Pietrafiorita luogo dell'ultimo romanzo di Mimmo Sammartino

La copertina de 'Il paese dei segreti adii'

Redazione Ansa

E' come sospeso fra una citazione di Cesare Pavese ("Un paese vuol dire non essere soli") ed una di Paul Celan ("E' tempo che la pietra accetti di fiorire") il paese di Pietrafiorita, luogo dell'ultimo lavoro di Mimmo Sammartino 'Il paese dei segreti addii' (Hacca edizioni).

Un borgo d'Appennino nel Mezzogiorno dove c'è un usignolo che dispensa annunci e profezie a quelli che sanno ascoltare, e dove a riconoscere i segni e le voci c'è il vecchio Geremia, il "Senzanome". E ci sono gli altri personaggi, a ciascuno dei quali l'autore affida una voce per raccontare quello che accade a Pietrafiorita.

Una umanità dolente che, fra grandezze e miserie, afferma la dignità della propria esistenza.
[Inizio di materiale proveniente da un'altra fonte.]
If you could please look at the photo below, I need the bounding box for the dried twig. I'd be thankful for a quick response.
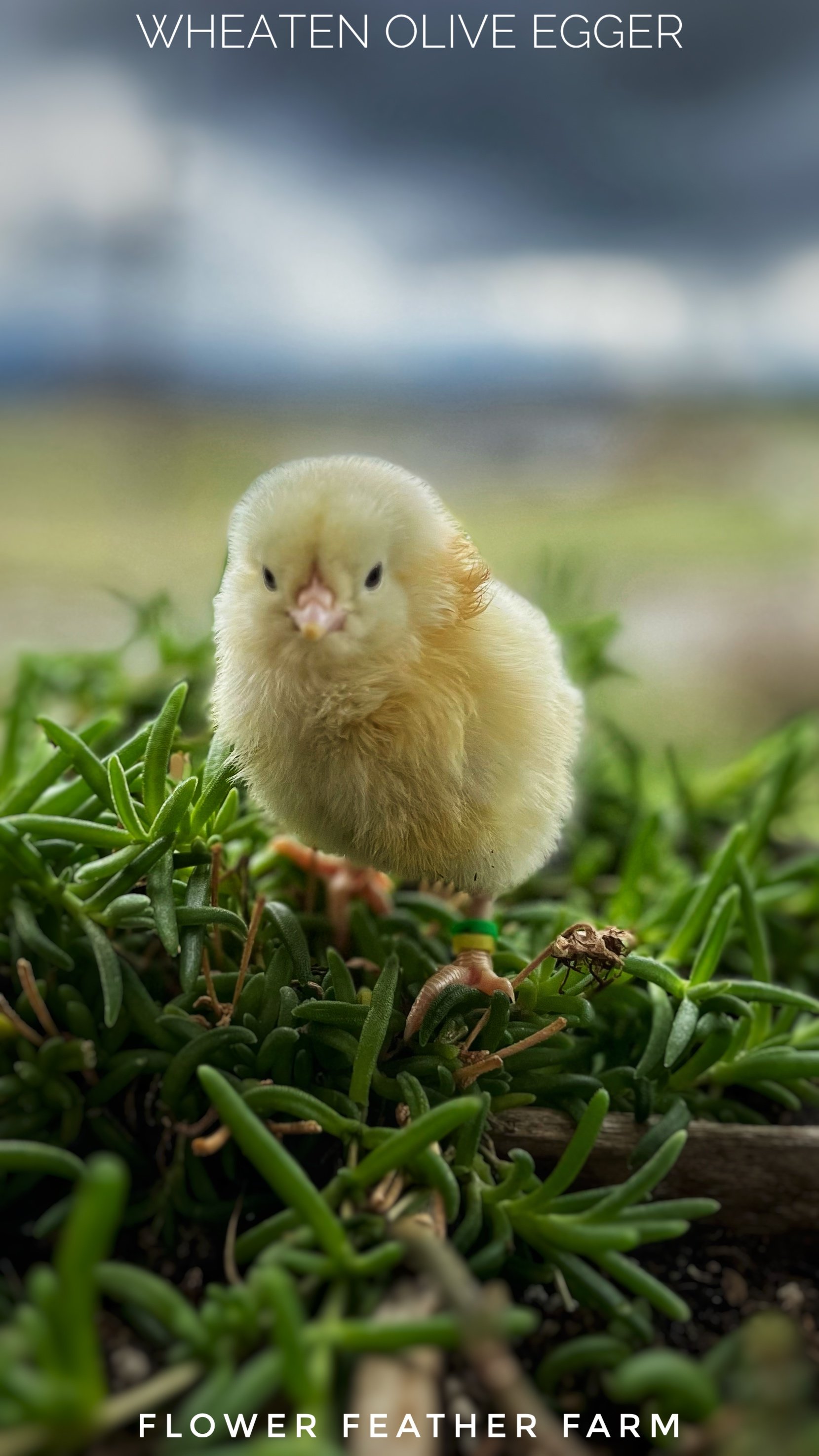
[0,995,45,1047]
[17,957,60,1036]
[191,1122,232,1157]
[219,895,267,1027]
[455,1016,565,1088]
In questo spazio periferico la Storia, come gli uomini, fatica ad arrivare. E quando giunge, vi giunge come un'eco. Ma non risparmia le ferite. La disfatta del Don, l'8 settembre, l'eruzione del Vesuvio, l'occupazione delle terre, la tragedia di Marcinelle.

"Il paese dei segreti addii" è un romanzo corale nel quale si compie un sacrificio rituale di cui sono partecipi, nella veste di officianti e di vittime, le sue anime erranti: Geremia, Giuditta prima e Giuditta seconda, Habel e Tobia, Michele lo sciancato, Rosina l'aggiustaossa, Mago Mingo lo sciamano, Ciccio lo zingaro, Catafero l'ubriacone visionario, don Fulgenzio Ammèn, il maresciallo Merluzzo, Cataldo il sordomuto, Cristobaldo il cantastorie. Con la potenza delle loro visioni prende corpo anche la realtà delle cose. Le utopie coltivate, i miti di giustizia, le ribellioni.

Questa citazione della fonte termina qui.